First, some definitions. There is something very British about the fact we have many, many words to describe types of falling moisture (mist, drizzle, hail, sleet, etc) and yet the most dramatic and powerful of emotions – motivating billions of humans to do extraordinary things for one another each day – is chucked into a single bucket labelled, rather blandly, “love”. One can’t help but feel that the ancient Greeks had it right, by pulling love apart into various strands. Storge (“store-gae”) is the love between family members, for instance; eros is erotic love; philia is something like the loyalty that friendship brings; philautia is love for the self. And so, in this piece, I would like to break the concept of pet love into these neat and easily digestible Greek chunks.
To storge, familial love. It won’t surprise you to learn that dogs, more than any other pet, exhibit oodles of this form of love for us. And, unlike most other pets, these attachments have been the subject of many scientific studies. The science confirms what we knew all along, that most dogs actively choose proximity to humans and, within a few months of being born, a puppy’s attraction is clearly toward people rather than other dogs. Dogs exhibit varying degrees of separation anxiety when their humans temporarily leave them. Blood pressure rates in dogs lower when they are being stroked by us. It is a form of storge that we share with one another. No question.

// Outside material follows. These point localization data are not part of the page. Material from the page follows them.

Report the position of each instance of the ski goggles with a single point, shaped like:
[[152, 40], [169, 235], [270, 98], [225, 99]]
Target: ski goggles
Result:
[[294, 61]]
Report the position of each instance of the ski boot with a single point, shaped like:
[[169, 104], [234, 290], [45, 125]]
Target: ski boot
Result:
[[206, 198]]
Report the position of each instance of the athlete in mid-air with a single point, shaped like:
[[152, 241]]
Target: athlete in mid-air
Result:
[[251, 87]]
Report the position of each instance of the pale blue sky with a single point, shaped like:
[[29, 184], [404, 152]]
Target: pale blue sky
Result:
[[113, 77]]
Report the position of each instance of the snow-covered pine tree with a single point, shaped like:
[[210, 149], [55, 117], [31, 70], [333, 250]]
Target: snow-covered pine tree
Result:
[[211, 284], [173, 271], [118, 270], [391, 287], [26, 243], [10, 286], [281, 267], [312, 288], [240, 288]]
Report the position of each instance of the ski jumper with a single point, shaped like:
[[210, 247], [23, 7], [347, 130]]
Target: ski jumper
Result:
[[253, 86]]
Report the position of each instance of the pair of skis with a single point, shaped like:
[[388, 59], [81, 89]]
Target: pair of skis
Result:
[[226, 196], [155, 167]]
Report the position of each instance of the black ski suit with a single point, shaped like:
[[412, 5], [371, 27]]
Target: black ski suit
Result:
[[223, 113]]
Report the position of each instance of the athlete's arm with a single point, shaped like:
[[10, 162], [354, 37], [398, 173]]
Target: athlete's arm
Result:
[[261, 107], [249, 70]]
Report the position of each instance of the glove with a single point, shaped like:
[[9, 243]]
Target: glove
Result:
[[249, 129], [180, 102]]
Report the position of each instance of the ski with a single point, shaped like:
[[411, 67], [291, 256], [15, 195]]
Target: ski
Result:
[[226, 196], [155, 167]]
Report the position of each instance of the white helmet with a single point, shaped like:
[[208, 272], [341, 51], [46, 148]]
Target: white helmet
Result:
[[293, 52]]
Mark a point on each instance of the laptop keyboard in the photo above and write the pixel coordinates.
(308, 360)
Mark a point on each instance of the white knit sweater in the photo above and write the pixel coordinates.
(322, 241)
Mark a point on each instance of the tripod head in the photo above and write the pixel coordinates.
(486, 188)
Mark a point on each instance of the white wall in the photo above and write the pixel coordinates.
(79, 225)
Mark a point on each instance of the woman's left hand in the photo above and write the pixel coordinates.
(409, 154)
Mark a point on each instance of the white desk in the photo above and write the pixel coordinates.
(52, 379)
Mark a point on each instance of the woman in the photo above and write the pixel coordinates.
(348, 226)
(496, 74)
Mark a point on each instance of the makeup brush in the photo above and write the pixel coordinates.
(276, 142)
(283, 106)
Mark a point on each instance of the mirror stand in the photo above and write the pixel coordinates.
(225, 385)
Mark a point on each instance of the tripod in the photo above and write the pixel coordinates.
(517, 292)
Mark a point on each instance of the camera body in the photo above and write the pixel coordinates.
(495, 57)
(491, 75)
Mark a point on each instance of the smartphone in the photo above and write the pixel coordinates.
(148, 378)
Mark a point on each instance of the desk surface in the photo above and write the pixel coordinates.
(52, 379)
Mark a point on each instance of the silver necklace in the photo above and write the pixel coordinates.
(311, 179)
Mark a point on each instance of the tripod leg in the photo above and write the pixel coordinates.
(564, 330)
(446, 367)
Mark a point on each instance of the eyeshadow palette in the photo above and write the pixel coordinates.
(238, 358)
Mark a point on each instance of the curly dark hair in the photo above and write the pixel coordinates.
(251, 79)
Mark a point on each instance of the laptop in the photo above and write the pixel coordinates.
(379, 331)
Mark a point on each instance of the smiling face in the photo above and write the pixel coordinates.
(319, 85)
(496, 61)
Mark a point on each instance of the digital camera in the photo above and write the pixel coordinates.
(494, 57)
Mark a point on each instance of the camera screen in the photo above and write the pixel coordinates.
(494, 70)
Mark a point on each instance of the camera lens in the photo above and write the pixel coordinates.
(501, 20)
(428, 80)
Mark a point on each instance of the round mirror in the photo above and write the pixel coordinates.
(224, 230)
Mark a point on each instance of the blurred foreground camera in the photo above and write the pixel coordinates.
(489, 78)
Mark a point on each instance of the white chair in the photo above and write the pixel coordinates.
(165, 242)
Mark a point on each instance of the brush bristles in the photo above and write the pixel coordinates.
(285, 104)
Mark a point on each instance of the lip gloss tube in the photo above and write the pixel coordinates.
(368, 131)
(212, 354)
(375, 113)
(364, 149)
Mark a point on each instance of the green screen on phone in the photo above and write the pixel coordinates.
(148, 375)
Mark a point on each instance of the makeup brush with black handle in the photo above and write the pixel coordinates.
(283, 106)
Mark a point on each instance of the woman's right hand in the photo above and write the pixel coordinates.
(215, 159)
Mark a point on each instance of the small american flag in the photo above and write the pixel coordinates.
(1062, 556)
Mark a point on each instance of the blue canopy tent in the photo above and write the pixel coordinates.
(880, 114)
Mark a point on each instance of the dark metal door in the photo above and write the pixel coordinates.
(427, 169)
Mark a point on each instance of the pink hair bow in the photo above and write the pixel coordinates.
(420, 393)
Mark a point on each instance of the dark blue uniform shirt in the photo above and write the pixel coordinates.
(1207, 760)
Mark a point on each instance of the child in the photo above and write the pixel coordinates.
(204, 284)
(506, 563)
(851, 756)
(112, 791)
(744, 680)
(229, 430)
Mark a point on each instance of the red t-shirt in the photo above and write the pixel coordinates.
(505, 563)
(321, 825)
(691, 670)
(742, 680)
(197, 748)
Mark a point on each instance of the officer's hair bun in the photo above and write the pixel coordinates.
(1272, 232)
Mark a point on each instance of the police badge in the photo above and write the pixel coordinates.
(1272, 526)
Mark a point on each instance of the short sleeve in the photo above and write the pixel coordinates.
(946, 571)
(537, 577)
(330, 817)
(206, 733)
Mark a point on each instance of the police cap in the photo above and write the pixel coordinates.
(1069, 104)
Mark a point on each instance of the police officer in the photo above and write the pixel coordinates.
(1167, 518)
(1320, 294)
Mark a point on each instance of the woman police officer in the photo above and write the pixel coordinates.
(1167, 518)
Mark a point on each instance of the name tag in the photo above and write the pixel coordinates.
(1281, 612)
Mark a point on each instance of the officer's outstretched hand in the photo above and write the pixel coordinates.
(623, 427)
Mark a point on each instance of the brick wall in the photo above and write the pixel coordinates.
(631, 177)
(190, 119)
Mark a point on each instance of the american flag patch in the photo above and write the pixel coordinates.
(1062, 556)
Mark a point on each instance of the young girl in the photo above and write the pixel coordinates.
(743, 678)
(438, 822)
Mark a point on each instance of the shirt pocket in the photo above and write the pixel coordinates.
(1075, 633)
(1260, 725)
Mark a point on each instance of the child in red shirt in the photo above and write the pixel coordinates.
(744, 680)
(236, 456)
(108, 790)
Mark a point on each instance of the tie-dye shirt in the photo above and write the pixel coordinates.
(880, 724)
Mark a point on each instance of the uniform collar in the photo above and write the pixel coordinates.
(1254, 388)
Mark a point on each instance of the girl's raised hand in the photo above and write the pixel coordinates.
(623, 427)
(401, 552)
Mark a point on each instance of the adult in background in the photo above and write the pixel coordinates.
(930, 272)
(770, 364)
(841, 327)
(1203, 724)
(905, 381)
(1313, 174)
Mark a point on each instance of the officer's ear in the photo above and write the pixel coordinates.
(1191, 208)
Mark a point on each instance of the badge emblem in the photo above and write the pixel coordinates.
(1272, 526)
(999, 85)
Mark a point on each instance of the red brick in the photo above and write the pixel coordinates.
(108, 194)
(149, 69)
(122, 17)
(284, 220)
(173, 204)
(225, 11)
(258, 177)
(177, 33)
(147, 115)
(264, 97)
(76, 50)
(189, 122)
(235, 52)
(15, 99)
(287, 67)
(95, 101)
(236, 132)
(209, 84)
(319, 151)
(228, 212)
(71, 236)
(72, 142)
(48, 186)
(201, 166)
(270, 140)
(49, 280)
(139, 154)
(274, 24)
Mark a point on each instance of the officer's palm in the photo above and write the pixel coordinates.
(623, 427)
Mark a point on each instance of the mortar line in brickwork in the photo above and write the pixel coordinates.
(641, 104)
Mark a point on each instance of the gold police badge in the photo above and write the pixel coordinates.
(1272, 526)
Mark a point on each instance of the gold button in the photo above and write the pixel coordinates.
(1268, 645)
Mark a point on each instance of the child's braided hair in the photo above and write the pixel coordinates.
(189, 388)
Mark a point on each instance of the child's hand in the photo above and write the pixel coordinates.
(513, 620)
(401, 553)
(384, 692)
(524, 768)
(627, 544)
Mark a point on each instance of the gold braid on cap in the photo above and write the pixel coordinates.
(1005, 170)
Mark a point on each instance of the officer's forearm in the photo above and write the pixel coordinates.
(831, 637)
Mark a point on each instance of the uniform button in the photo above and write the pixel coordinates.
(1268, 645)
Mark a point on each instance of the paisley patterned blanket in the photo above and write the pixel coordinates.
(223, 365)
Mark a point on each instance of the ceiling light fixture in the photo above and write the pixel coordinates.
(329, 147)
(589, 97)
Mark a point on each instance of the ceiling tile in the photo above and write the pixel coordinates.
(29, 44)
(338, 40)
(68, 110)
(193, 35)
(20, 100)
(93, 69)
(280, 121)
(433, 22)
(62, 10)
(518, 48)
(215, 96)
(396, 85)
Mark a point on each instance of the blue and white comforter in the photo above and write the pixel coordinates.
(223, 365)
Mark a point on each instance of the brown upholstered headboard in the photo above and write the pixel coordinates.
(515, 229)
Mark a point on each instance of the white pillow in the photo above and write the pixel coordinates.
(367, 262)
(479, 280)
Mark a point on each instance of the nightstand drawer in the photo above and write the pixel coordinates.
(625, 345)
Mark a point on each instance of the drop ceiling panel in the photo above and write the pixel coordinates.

Studies of brain chemicals add further weight to this relationship. In dogs and humans (in fact all mammals) the behaviours that bond individuals are maintained through a cocktail of molecules that are absorbed in different ways by the brain. Many of these are regulated by brain hormones that include vasopressin and oxytocin, the (dramatically over-hyped) “love” molecule. In all mammals (including humans) production of this hormone spikes when individuals are sexually aroused, while giving birth and while nursing offspring. It also rises when we see those that we love, particularly close family members. Interestingly, dogs respond with an oxytocin surge not only when interacting with one another, but also (unlike nearly all other mammals) when interacting with humans.
A similar phenomenon occurs with cats. One small-scale study suggests that cats do receive an oxytocin boost upon being petted by their owners, so there may be love there, but it reflects one-fifth of the amount seen in dogs. If anything sums up cats, it’s this.